CONSIDERACIONES SOBRE EL OXÍGENO Y SUS BENEFICIOS

Sin oxígeno no hay vida. Podemos dejar de comer durante algunas semanas, podríamos pasar algunos días sin beber, pero moriríamos si dejáramos de respirar pocos minutos: estamos inmersos en un ambiente de oxígeno como peces en el agua.
La atmósfera contiene un 21% de oxígeno, que supone el 52% de la masa de la corteza terrestre. Asimismo, la mayor parte de los elementos de nuestro cuerpo (65%) son oxígeno, es decir, somos oxígeno. Cada célula necesita oxígeno para su metabolismo. Si les falta, las células mueren, y cuando escasea, en vez de respirar, fermentan y degeneran. La vida es cambio: a nivel atómico este cambio es un vaivén de oxígeno.
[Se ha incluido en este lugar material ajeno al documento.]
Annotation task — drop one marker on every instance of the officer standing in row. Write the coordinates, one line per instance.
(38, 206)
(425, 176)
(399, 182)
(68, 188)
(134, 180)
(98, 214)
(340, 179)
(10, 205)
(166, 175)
El ozono es oxígeno, que en vez de tener dos átomos de oxígeno tiene tres. El ozono medicinal (O3) se obtiene llevando el flujo de oxígeno (O2) por un arco voltaico. El ozono terapéutico es, pues, O2 con una pequeña cantidad de O3.
Químicamente el ozono es oxígeno, pero tiene unas propiedades físicas distintas. Los tres átomos de ozono determinan que sea un partícula muy inestable, que enseguida se convierte en un O2, liberando un átomo de O que tiende a combinarse con otro átomo de O para formar un nuevo O2, o bien con otros radicales libres. Así, el ozono se trasforma en pocos minutos en oxígeno desprendiendo un átomo de oxígeno in statu nascendi.
La extraordinaria acción terapéutica del ozono médico es debida a este oxígeno naciente.